“What if” vs. “What is:” a Tale of Complementary (brotherly) Mindsets

4 min readAug 22


Growing up, I learned a lesson about the power of differing perspectives from a childhood memory. As kids, my brother Alan and I couldn’t have been more different in our approach to the world. Alan embodied “what is” — relying on facts and numbers, while I wandered the realm of “what if.” Alan lost himself in the real-time data of Stratomatic baseball, and I drew Sistine Chapel images all over our shared bedroom walls.

This came back to me again when I recently shared with him what Midjourney was capable of doing. I thought he’d be astonished to see a “Movie quality poster of an ocean liner flying above the clouds. The dramatic image held no magic for Alan. As far as he was concerned, the six smoke-stacked ocean liner was an abomination, ai generative art be damned.
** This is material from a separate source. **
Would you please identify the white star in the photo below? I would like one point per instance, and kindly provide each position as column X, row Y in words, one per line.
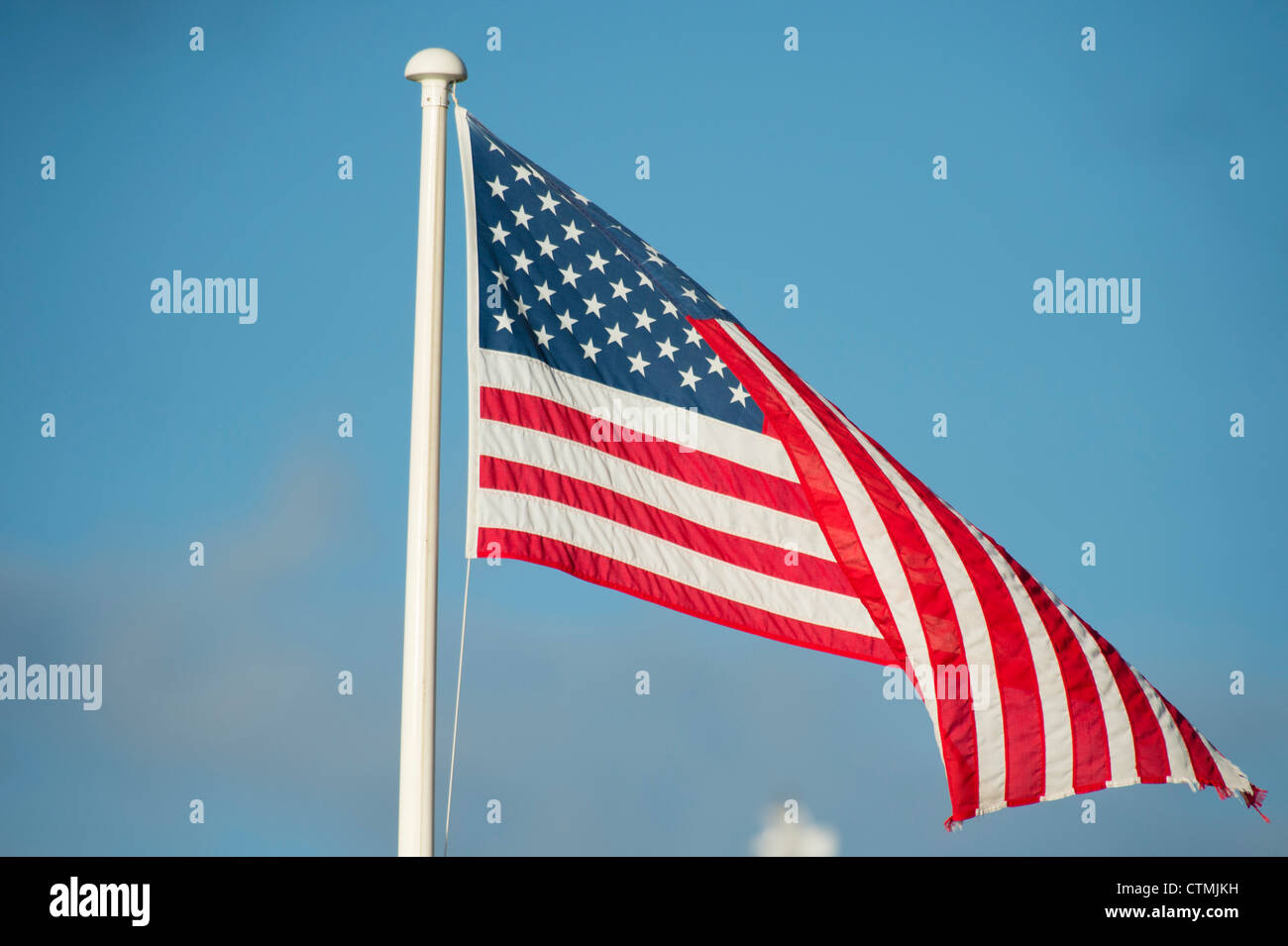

For Alan, ocean liners held a deeply emotional connection. Not only did he have a visceral connection to ships (he got dreadfully seasick during his first cross-Atlantic journey), he also can recount every detail of the ships that had been a part of our family adventures, from the US President Cleveland to the SS Constitution, and the Enotria and Messapia voyages through the Mediterranean, to the majestic SS United States. I was a grateful hanger-on during each of these journeys but lacked the forensic eye my brother had. He extended his learning further into adulthood with collections of ship artifacts, deck plans, and associations with other ship enthusiasts.

The Alan-Gary partnership that spanned our childhood was a study in opposites. There was minimal overlap in our talents. I remember a time when Alan’s meticulously detailed drawings of St. Mark’s Square in Venice, Italy, seemed to threaten my creative prowess. However, I soon realized that his drawings were more a record of specifics — tiles, structures, objects — than a flight of imagination.

Our partnership inadvertently made me adept at a skill that would prove invaluable later in life: collaborating with analytical minds. Our early experiences shape how we perceive our value in the world. Through my interactions with my brother, I learned to engage with analytical thinkers while bringing a playful and imaginative touch. Even the most diligent builder needs to add some oxygen to their unique mix of concrete. And I discovered individuals who appreciated this unique blend of “what if” thinking amidst their “what is” mindset.

In the journey of product design, finding the right balance between the concrete and the creative is paramount. I worked up this chart to think this through a bit…

“What is,” as described is the foundation upon which most product development endeavors are built. However, this mindset can sometimes lead to stagnation or a lack of fresh perspectives.

Conversely, the “what if” mindset represents the realm of imagination, innovation, and uncharted possibilities — a space where audacious ideas take shape and groundbreaking solutions are born. Yet, just as with my brother Alan’s aversion to the unconventional six smoke-stack ocean liner, there’s a risk of intolerance for “what if” thinkers within teams. They can often be dismissed as impractical dreamers, and face challenges in environments that prioritize hard data and proven strategies.

This intolerance can create a roadblock to creativity and stifle innovation. Similar to the skepticism some hold towards the hallucinations of ChatGPT vs. proven factual sources, the “what if” thinkers might found wanting due to their deviation from conventional norms.

The liveliest place where these two mindsets can productively meet is what I call, a “liquid liminal space” — a transitional zone where uncertainty and experimentation coexist. Just as Alan’s discomfort with the unconventional ocean liner pushed him into a liminal state (actually one of, “Gary, I literally have no interest in looking at that thing!), product teams can also be nudged into this space when they find themselves thinking too linearly or resistance to new ideas. In this space, the discomfort of the unknown can prompt team members to seek something tangible to hold onto, driving them to explore fresh perspectives. This is uncertainty that fuels creativity. It’s in this zone that novel connections are made, innovative solutions emerge, and new infrastructures of thought and strategy take shape.

In the world of product development, a harmonious interplay between “what is” and “what if” thinking is essential. While “what is” ensures a solid foundation rooted in facts and realism, “what if” stretches the boundaries of imagination and opens the door to innovation. Alan’s concrete approach and my creative flair allowed us to create a synergy that enriched our childhood partnership (We still get along!). Similarly, in product teams, individuals who embrace both perspectives can unlock unparalleled opportunities for growth, transformation, and success.